Website: www.charitygoodwin.com

Instagram: www.instagram.com/charityspeakinglife/

Facebook: www.facebook.com/charity.goodwin.stl

 

BIO: BRITTANY RADFORD

Brittany is a proud native of Cleveland, Ohio, and credits it as her starting point for enacting change. Growing up in the inner-city provided her with a distinct perspective and drive to work in the nonprofit sector. Her educational background includes a Bachelor of Arts in Sociology with an Ethnic Studies minor from Case Western University and a Master’s of Science in Human Development and Family Sciences from Mississippi State University. Brittany’s research focused on the relationship between faith, youth development, and racism in The United Methodist Church (UMC). Her research and community service have earned her awards including the SECFR Outstanding Paper Presentation, a Racial Reconciliation Grant, Starkville's’ Rising Stars Under 35, and the Mississippi State’s 2018 Graduate Student Diversity Award.
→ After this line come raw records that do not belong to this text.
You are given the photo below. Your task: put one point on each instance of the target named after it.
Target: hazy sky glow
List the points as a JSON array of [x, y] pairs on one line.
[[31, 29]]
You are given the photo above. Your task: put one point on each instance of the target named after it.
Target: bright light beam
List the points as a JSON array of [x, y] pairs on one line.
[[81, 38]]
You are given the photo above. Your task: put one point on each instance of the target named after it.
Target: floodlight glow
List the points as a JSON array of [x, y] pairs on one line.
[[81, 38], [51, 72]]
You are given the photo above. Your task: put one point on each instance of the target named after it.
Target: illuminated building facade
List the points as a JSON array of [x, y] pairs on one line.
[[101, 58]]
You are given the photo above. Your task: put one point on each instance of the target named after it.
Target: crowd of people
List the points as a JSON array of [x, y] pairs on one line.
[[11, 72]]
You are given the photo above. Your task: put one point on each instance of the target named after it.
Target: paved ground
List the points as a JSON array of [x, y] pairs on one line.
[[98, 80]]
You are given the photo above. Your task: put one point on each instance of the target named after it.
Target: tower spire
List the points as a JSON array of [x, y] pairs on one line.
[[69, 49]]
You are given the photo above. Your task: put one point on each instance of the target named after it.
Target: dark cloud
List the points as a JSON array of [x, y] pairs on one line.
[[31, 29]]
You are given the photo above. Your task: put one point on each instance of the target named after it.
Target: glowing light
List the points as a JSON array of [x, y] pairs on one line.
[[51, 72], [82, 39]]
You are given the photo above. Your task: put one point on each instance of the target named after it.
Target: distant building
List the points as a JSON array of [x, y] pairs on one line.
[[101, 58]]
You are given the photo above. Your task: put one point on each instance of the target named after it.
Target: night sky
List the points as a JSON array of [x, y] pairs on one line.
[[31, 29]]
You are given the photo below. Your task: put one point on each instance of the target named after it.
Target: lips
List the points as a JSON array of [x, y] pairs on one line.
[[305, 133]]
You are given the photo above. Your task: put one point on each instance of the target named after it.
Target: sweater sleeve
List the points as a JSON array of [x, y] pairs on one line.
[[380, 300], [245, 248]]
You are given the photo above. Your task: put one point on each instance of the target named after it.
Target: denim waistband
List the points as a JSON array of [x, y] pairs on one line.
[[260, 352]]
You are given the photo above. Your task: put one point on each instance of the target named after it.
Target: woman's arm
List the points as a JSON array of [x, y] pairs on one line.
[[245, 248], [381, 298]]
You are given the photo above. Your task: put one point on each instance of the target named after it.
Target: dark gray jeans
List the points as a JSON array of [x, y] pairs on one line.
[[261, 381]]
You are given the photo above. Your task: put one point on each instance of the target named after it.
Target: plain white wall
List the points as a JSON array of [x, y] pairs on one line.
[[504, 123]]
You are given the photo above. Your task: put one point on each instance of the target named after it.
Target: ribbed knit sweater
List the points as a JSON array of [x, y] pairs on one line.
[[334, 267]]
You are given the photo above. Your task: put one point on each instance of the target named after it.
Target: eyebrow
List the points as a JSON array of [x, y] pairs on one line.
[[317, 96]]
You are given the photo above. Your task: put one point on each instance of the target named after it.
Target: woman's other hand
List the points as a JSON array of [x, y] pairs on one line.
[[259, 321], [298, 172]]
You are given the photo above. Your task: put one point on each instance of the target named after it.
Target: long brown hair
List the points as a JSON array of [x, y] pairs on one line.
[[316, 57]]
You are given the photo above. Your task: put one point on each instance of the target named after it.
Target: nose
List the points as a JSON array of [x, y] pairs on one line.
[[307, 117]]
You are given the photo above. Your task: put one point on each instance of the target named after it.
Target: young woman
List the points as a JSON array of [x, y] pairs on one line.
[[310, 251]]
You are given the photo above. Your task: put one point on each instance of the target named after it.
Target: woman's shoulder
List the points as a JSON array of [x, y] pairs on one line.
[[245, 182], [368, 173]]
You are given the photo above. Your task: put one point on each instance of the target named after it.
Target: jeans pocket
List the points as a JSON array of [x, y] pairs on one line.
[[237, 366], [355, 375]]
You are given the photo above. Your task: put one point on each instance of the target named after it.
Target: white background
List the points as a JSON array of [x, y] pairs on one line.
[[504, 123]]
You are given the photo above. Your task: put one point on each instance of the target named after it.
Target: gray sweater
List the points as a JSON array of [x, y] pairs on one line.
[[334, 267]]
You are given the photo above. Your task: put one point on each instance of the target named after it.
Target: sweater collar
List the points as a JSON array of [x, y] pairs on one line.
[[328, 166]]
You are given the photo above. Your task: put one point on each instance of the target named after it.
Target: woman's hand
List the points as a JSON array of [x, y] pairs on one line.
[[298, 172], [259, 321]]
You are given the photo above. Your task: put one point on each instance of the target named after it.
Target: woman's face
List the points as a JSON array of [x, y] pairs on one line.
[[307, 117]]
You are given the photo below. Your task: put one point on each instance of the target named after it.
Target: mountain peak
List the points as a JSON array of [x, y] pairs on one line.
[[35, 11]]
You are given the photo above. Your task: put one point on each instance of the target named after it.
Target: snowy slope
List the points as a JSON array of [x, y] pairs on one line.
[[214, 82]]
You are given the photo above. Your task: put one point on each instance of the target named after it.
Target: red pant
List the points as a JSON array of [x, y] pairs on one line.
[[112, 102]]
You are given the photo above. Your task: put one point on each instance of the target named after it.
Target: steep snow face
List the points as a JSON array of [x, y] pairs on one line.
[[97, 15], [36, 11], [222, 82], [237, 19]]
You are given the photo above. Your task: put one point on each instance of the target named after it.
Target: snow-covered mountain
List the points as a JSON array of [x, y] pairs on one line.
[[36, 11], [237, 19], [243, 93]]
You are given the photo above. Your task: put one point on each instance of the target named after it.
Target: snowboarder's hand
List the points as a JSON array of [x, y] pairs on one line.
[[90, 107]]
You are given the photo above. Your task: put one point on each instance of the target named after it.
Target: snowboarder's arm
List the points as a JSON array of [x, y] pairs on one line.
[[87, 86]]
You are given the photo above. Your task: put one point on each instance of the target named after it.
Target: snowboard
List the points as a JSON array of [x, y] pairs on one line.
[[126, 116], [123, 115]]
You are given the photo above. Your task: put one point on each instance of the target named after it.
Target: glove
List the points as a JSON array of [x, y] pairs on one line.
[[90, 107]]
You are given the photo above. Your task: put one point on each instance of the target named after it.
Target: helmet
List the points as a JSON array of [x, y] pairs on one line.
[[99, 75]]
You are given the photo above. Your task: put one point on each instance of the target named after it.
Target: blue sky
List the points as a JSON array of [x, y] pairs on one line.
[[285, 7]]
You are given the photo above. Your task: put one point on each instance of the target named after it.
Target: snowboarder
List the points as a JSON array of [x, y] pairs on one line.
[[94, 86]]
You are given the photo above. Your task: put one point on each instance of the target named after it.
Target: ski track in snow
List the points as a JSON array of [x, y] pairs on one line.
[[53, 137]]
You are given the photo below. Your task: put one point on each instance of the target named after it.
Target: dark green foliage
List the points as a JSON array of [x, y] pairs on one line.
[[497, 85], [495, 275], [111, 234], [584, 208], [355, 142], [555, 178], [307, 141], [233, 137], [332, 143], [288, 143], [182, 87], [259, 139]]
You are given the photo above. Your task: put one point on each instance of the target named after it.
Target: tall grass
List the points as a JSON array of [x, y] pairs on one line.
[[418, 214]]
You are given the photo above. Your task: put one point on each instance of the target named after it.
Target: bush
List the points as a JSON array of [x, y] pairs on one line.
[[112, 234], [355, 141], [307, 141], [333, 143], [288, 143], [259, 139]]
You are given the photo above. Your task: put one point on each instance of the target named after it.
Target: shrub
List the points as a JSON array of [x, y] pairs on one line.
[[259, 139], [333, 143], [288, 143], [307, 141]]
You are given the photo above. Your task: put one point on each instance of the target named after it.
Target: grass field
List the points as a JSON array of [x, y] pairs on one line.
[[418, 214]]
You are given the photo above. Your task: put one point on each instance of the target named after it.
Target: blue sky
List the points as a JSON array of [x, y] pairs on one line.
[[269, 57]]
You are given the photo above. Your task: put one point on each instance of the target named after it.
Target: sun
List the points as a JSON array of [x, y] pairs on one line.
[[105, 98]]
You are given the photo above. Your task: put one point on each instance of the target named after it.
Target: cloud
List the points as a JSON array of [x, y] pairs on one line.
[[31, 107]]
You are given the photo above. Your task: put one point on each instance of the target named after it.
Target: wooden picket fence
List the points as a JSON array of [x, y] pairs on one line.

Brittany’s professional background includes over 10 years of academic advising, community engagement, data analysis, program development/implementation, project and grant management, and volunteer development to build sustainable initiatives to effectively support underserved populations. Recently, Brittany decided to leave the traditional non-profit sector and join the Gathering UMC staff as the McCausland Site Director. In this role, she has the opportunity to walk alongside others on their faith journey. This fall, she will begin her Master's of Divinity at Eden Theological Seminary with the intent of becoming an ordained UMC pastor.